Thursday (24/2)         23:55   BBC4            Price of Gold (2020). Running immediately after the excellent feature, I Tonya, this is a Storyville documentary about the attack on US skater Nancy Kerrigan before the 1994 Winter Olympics, in which her rival, Tonya Harding, was implicated. The truth took years to emerge. (JR)


Oldies

Saturday (19/2)       23:40   Film4                      Jerry Maguire (1996). Tom Cruise plays Jerry, a high powered US sports agent who, after a sudden attack of conscience, is fired and left clinging on to a solitary client, played by Cuba Gooding Jr as grid-iron star Rod Tidwell. Cameron Crowe directs, and Renée Zellewegger (before she was persuaded to turn her face into an artwork) is Jerry’s love interest, in this charming, quotable romcom. Show me the money! (MH)

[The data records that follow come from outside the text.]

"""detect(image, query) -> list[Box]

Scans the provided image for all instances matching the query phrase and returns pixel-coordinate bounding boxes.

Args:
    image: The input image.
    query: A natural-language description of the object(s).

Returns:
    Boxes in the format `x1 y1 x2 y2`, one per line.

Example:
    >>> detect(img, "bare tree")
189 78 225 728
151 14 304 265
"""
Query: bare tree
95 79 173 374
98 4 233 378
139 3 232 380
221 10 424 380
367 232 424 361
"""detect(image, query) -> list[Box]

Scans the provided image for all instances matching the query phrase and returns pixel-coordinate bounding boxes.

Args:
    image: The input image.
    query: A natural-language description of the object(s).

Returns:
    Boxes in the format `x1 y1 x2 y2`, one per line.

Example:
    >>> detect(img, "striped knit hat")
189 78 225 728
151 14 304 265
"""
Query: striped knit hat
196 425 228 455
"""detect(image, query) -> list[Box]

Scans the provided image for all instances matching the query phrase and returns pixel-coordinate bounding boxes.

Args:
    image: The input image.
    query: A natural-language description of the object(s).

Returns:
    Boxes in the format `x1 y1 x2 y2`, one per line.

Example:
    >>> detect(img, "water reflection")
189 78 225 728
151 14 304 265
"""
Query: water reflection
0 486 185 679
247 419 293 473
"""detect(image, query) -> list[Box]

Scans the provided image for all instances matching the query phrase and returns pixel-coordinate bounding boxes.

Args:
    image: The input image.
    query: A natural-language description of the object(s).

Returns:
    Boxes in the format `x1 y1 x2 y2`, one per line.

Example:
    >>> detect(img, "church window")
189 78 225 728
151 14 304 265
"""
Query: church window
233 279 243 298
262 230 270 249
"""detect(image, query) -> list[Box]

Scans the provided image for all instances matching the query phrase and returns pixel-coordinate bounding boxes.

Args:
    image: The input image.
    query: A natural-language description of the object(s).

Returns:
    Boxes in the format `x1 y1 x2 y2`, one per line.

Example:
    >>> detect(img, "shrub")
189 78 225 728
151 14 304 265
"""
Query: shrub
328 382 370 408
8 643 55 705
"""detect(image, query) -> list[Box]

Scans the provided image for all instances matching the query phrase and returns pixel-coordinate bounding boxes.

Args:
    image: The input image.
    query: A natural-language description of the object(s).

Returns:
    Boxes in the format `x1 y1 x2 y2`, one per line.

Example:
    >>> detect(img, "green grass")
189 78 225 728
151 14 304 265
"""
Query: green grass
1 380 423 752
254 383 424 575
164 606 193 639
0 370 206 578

Sunday (20/2)          22:05   Talking Pictures    The Man from Snowy River (1982). Much-loved Australian Western, directed by George Miller (who subsequently hit it big with the animatronic anthropomorphic Babe), starring Kirk Douglas. Warm-hearted family-friendly paean to the rugged Aussie landscape and uncomplicated Aussie people. (JM)

Thursday (24/2)       07:30   Talking Pictures    Champion (1949). Unflinching boxing movie about a drifter (Kirk Douglas) who is hustled into prize-fighting and then comes to embrace the trade before losing his soul to the hedonistic opportunities it affords. Directed by Mark Robson and written by Carl Foreman from a story by Ring Lardner.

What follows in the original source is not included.